Четверо мужчин, взяв простыню за углы, с трудом оторвали ее от кровати. Мерлиони выругался и отпустил свой угол.
— Черт побери!
Кровь стекала по его руке на белую рубашку.
— Что, испачкал рубашечку? — ехидно спросил Зебровски.
— Да, мать ее так! Как тут не испачкаться!
— Думаю, хозяйка дома не успела прибраться к твоему приходу, Мерлиони, — сказала я. Я посмотрела на кровать с останками хозяйки дома, но тут же снова повернулась к Мерлиони. — Или даго-полицейский слишком чувствительный?
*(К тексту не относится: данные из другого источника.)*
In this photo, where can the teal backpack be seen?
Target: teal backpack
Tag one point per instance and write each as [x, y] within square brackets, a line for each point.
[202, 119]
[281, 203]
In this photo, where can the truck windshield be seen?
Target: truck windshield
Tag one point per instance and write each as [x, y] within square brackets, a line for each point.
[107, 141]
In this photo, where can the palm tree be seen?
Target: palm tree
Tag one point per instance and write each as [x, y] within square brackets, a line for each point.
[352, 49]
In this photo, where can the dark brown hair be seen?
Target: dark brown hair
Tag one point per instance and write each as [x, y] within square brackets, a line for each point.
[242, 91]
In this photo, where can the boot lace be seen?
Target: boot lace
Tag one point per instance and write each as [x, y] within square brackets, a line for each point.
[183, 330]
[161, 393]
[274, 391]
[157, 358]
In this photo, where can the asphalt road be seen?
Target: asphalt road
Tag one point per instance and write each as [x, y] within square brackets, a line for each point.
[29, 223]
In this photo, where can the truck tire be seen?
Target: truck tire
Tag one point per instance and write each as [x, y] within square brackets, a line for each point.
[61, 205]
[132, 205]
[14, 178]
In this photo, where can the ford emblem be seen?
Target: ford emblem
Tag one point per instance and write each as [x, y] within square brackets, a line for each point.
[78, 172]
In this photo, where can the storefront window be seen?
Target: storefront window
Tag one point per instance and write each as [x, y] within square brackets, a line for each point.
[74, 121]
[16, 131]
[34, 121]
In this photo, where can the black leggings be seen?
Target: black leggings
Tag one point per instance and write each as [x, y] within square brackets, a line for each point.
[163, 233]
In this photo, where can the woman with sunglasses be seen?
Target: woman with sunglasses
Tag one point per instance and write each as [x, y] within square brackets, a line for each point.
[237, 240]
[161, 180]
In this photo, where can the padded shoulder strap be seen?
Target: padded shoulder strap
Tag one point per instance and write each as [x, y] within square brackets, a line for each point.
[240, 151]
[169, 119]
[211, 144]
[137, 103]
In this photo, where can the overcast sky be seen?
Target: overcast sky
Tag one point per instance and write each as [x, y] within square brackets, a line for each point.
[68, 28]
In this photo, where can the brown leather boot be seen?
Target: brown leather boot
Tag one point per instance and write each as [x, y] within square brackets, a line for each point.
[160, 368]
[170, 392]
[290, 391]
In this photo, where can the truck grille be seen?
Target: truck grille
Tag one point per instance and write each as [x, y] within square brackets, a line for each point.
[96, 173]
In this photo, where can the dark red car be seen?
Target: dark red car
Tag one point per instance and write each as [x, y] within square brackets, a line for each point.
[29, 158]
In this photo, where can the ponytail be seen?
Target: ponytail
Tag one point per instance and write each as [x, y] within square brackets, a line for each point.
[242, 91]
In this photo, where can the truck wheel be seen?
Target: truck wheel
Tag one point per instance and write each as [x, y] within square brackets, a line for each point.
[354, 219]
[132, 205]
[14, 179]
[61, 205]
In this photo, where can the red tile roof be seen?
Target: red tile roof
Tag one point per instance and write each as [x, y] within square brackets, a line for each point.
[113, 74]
— Не больше, чем ты, девчушка.
Я нахмурилась и покачала головой:
— Можем поспорить.
— Я готов сделать ставку, — сказал Зебровски.
Дольф не стал нас останавливать, не сказал, что здесь место преступления, а не тотализатор. Он понимал, что нам это нужно, чтобы не потерять рассудок. Я не могла смотреть на останки и при этом не шутить. Просто не могла. Иначе я сошла бы с ума. У полицейских самое дикое чувство юмора, потому что без этого они бы не выжили.
— Что ставишь? — спросил Мерлиони.
— Обед на двоих у Тони, — сказала я.
Зебровски присвистнул:
— Круто, круто.
— Я могу себе это позволить. Ну что, по рукам?
Мерлиони кивнул.
— Мы с женой уже сто лет нигде не были. — Он протянул мне свою окровавленную руку. Я взяла ее. Холодная кровь потекла по перчаткам, и мне показалось, что рука стала мокрой. Но это был обман чувств. Я знала, что, когда я сниму перчатки, мои руки будут сухими и белыми от талька. Но все равно было неприятно.
— На чем проверим, кто круче? — спросил Мерлиони.
— Прямо на этом, — сказала я.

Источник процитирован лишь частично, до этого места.